Sunday, July 1, 2012

"China! China!"

I was going to sleep early and wake up at dawn since I've grown to really enjoy that here... but I keep on hearing "China! China!" in my mind and it makes me fjakldfjslkag.

It happened today on my way to Damascus Gate as I passed by some men sitting out on the curb. With that sly, (in my eyes) mocking grin I've seen so many times, one of them calls out to me: "China! China!" The others laugh, and I cringe, want to yell at them to learn some other Asian countries, consider sitting down with them for a candid conversation about their reasons for calling out like that and how it affects me, and shrink in fear and anxiety, all at the same time.

Whether I'm in Philly, Madrid, Istanbul, Bethlehem, or Jerusalem, this happens to me on a pretty regular basis. I've grown to expect it, and am surprised when I don't hear it. It's always males, ranging from middle school to middle aged. Usually males of color for some reason. I've never heard "Ireland! Ireland!" called out to a redhead or "Mexico! Mexico" called out to a Latino. Both would also be irksome and ridiculous. Why "China"? It's obviously a big country. The standard go-to when it comes to anything Asian. Of course, "China! China!" bothers me because I'm not Chinese (sometimes, they also say, "nihowma" or "konichiwa"... not Japanese either), but it mostly bothers me because of how unsafe it makes me feel. The tone is most often mocking, with a disturbing flavor that makes me feel violated. I hate it.
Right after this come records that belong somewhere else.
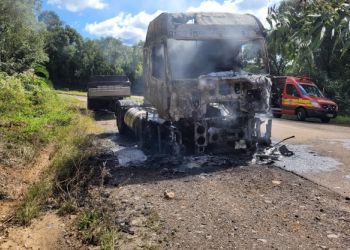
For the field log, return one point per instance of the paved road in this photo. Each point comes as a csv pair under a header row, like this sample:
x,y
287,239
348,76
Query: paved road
x,y
325,158
328,144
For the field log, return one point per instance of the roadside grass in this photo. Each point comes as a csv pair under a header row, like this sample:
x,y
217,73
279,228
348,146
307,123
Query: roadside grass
x,y
71,141
71,92
94,231
32,116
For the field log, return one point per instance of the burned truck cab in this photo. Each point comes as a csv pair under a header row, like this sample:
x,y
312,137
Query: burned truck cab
x,y
205,77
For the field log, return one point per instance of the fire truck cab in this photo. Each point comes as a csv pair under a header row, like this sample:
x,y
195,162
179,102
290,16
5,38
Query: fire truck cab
x,y
300,96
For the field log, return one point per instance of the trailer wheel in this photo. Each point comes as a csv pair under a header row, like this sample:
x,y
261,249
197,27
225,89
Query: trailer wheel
x,y
301,114
122,128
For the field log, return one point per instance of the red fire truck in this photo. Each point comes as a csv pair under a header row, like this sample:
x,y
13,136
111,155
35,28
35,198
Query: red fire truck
x,y
300,96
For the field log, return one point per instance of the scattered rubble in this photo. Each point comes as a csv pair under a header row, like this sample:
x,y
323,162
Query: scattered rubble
x,y
169,195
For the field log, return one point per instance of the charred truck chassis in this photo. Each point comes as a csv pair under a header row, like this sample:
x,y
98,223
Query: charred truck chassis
x,y
194,108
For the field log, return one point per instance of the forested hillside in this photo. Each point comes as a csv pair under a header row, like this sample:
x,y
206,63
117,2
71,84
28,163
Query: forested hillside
x,y
304,38
30,38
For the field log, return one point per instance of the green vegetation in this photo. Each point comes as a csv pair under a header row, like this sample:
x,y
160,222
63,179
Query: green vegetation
x,y
93,230
70,140
313,38
71,92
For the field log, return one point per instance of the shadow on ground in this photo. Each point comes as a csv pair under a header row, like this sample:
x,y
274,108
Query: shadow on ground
x,y
157,167
103,115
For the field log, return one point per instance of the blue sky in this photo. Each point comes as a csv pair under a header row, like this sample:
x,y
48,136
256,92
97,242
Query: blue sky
x,y
128,19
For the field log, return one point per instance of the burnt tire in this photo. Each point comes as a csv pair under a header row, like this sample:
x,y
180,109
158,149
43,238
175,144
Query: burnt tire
x,y
122,128
301,114
325,119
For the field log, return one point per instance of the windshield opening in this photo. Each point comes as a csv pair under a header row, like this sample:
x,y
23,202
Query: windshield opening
x,y
310,90
190,59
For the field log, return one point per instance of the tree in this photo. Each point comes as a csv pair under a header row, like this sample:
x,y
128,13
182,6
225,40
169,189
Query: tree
x,y
21,39
313,38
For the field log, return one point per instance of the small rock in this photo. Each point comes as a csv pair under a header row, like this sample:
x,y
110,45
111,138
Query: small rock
x,y
169,195
275,182
332,236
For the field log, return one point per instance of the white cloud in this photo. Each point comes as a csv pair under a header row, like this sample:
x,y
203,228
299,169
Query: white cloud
x,y
78,5
129,28
132,28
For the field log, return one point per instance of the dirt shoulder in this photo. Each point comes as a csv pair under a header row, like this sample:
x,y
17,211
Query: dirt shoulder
x,y
319,141
214,204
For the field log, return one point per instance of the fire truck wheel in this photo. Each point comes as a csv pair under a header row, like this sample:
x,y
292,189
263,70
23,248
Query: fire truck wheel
x,y
301,114
325,119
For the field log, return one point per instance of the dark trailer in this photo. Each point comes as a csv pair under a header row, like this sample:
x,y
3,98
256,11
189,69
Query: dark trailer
x,y
105,90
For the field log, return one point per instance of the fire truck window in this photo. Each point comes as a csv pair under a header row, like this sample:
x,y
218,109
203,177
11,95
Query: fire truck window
x,y
291,90
158,64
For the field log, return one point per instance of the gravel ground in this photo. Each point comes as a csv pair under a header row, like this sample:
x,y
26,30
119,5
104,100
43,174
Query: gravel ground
x,y
217,203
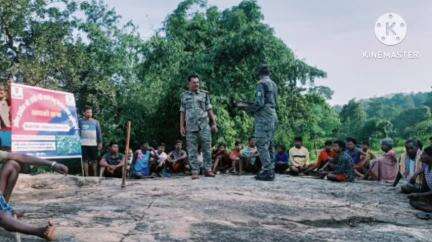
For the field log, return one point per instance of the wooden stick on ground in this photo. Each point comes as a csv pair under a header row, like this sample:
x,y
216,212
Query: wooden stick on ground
x,y
124,171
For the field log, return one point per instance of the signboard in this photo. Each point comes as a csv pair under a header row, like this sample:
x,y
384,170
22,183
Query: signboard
x,y
44,122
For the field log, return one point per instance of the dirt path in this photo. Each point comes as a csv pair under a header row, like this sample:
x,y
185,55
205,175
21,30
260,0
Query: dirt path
x,y
227,208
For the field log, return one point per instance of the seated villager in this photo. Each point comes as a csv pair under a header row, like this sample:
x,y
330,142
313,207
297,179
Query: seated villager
x,y
366,156
352,150
221,159
12,164
141,162
410,164
385,168
111,164
298,157
281,160
326,155
250,158
157,161
422,198
177,159
344,170
235,157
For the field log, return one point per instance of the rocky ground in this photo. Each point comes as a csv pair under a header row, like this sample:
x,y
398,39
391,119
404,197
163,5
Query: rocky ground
x,y
225,208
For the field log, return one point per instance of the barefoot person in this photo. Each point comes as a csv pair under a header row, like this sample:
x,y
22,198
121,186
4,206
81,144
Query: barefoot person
x,y
91,140
8,178
422,198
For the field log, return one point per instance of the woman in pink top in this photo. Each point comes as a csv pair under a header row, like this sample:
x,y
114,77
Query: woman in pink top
x,y
385,168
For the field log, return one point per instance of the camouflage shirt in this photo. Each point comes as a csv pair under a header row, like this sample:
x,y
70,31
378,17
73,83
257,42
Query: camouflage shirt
x,y
195,105
264,108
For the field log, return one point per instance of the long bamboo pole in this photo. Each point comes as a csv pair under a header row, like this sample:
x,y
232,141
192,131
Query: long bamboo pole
x,y
124,171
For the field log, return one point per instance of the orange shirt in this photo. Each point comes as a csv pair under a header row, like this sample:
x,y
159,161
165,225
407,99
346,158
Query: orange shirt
x,y
325,155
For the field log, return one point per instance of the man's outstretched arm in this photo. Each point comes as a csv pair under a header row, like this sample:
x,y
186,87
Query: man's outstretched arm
x,y
31,160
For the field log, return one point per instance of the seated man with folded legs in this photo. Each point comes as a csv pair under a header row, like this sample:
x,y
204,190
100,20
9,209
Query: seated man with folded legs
x,y
141,162
235,157
410,165
298,157
344,170
13,163
158,162
250,158
281,160
326,155
112,162
385,168
221,159
422,198
177,159
366,156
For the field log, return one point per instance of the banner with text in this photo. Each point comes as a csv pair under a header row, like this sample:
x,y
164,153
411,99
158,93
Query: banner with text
x,y
44,122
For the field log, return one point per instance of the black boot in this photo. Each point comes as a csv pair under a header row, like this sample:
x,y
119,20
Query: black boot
x,y
265,176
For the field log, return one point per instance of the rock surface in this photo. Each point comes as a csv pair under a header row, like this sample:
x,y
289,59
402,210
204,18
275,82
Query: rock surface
x,y
225,208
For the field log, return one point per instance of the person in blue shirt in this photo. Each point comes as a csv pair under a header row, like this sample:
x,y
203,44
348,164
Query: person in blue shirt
x,y
281,159
141,163
352,150
91,140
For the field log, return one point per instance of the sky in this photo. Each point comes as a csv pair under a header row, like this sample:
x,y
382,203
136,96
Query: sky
x,y
336,36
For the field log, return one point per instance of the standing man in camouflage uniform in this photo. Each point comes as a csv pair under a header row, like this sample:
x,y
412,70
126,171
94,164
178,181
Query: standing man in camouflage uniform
x,y
264,111
195,112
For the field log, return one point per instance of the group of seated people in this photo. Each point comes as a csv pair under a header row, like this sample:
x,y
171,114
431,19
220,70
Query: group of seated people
x,y
340,161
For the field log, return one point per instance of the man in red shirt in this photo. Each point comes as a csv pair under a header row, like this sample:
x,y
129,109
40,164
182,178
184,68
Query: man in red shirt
x,y
324,157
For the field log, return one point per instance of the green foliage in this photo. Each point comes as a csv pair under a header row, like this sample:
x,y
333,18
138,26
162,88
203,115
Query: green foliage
x,y
80,47
399,116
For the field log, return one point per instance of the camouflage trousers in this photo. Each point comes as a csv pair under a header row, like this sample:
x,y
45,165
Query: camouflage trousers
x,y
199,138
264,135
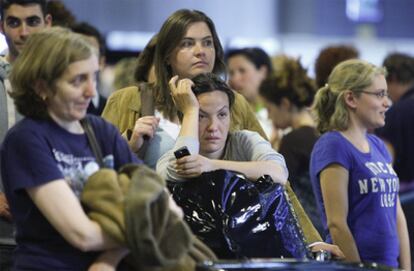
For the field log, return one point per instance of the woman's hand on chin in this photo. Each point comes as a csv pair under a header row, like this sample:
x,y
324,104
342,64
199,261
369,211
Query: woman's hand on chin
x,y
192,166
183,96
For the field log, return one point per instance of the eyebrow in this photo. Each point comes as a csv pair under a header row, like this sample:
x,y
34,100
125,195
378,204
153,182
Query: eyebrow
x,y
204,38
11,17
221,109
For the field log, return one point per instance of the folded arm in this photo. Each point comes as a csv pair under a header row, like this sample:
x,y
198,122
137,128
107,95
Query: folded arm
x,y
63,210
334,186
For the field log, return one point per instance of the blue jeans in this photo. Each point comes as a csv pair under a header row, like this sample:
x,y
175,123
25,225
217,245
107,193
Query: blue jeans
x,y
7,245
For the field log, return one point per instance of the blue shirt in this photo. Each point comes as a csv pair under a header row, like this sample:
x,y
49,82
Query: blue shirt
x,y
372,194
36,152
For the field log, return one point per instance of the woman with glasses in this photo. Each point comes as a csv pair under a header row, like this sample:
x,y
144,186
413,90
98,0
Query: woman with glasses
x,y
351,170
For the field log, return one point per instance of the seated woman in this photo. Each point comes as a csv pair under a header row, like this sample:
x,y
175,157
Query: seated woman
x,y
205,104
287,95
46,158
351,170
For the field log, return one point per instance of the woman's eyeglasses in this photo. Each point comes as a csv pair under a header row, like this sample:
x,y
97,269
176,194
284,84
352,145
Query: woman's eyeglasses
x,y
379,94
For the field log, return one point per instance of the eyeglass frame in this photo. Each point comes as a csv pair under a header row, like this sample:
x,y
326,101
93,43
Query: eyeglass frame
x,y
380,94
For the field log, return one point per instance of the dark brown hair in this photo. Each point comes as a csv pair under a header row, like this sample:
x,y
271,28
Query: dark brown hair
x,y
169,37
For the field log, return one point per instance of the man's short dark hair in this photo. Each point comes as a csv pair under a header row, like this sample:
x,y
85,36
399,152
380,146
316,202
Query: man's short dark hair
x,y
89,30
5,4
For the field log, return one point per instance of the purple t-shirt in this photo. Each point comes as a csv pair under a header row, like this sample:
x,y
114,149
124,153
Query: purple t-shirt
x,y
35,152
372,194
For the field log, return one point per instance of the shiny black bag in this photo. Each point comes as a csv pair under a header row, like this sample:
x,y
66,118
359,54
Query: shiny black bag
x,y
238,218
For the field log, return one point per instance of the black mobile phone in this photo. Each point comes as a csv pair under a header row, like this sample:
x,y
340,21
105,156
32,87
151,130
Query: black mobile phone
x,y
181,152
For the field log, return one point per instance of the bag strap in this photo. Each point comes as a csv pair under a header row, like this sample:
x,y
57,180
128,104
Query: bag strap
x,y
96,149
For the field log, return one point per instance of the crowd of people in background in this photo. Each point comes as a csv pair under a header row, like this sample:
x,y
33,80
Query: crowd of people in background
x,y
340,143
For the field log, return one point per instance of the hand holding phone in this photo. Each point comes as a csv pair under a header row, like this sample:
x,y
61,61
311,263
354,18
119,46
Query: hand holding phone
x,y
181,152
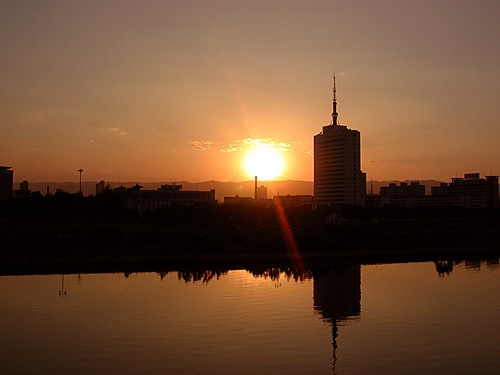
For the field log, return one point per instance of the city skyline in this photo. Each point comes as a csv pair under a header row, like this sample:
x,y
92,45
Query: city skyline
x,y
163,91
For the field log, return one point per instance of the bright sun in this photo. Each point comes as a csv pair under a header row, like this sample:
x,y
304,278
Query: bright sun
x,y
265,163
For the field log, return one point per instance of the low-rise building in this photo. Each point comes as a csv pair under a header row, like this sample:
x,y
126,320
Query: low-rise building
x,y
471,191
404,195
293,200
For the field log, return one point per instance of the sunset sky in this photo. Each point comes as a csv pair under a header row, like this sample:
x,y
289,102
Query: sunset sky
x,y
183,90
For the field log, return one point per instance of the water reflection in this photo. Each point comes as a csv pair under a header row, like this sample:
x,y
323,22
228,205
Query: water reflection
x,y
445,267
264,325
337,297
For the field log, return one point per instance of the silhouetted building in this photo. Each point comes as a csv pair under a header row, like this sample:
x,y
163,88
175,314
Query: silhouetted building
x,y
337,297
23,191
6,182
261,192
99,187
471,191
404,195
237,199
166,196
294,200
338,179
375,201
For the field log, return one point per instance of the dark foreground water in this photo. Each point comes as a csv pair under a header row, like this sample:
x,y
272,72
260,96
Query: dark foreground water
x,y
417,318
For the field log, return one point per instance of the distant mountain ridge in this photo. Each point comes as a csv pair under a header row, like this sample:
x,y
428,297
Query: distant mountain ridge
x,y
222,189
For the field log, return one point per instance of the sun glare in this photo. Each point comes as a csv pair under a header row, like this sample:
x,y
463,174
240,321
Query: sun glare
x,y
265,163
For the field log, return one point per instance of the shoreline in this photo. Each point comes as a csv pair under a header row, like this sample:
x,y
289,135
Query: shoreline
x,y
162,263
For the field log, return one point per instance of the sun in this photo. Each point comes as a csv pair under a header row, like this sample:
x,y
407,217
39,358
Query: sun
x,y
266,163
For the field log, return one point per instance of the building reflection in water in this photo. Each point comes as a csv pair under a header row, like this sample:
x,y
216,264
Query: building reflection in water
x,y
337,297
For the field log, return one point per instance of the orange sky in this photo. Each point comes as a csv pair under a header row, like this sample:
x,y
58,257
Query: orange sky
x,y
180,90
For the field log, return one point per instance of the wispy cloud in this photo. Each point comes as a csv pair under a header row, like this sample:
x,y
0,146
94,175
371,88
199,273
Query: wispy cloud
x,y
202,145
249,144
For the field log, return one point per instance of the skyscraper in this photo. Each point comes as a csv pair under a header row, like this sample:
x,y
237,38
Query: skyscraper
x,y
338,179
6,179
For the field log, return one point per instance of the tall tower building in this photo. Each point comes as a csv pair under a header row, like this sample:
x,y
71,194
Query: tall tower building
x,y
6,182
338,179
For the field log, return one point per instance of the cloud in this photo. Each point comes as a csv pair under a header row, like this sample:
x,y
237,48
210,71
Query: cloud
x,y
202,145
115,130
249,144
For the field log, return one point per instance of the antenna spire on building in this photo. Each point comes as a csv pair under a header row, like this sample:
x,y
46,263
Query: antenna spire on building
x,y
335,115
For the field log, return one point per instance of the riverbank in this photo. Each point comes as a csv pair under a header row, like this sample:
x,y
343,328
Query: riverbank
x,y
155,263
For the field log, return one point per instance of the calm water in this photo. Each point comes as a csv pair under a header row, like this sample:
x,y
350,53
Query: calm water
x,y
376,319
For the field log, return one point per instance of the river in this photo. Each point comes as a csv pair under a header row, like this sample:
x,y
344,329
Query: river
x,y
404,318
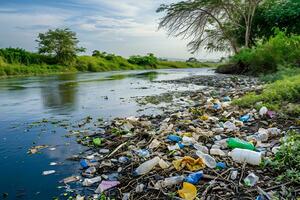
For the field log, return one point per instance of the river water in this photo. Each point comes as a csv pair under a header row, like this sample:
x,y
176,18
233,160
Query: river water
x,y
25,102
I feel like I'm simultaneously being made fun of for being Asian and claimed as a piece of female flesh to harass.

Some friends have attempted to make me feel better by claiming that they're trying to flirt with me. Okay. While it may flatter some people, I'd rather have them not see me at all. It makes me envy the women walking around in abayas. Really.

I'm sure the timid, cutsie stereotype of Asian girls doesn't help. Nor do those nasty ads in the back of city newspapers where stars and hearts cover private parts of coy looking Asian girls with fluffy bunny ears or something like that. That's why I dislike the bathroom at Fatty Crab in Manhattan so much... for shamelessly plastering their walls with those ads and screwing in a red light bulb. Blech. The food is good, but the bathroom alone makes me refuse to go back.

I sincerely hope that I haven't offended anyone by this post. And to family members: I am fine. I've learned to put on "la cara de pocos amigos," and move at a determined pace when necessary. I've developed a habit of covering my behind. I figured I'd vent a little and while I decided against getting into politics etc. in this space while I'm in Jerusalem of all places, it's not all chickpeas and bright flowers, so other points of tension may arise.

2 comments:

  1. Ugh. So sorry you have to deal with this, Christina. I'm glad you're sharing some of the hard stuff you're dealing with in addition to the "chickpeas and bright flowers." Big Asian-sister-solidarity hugs from Vermont!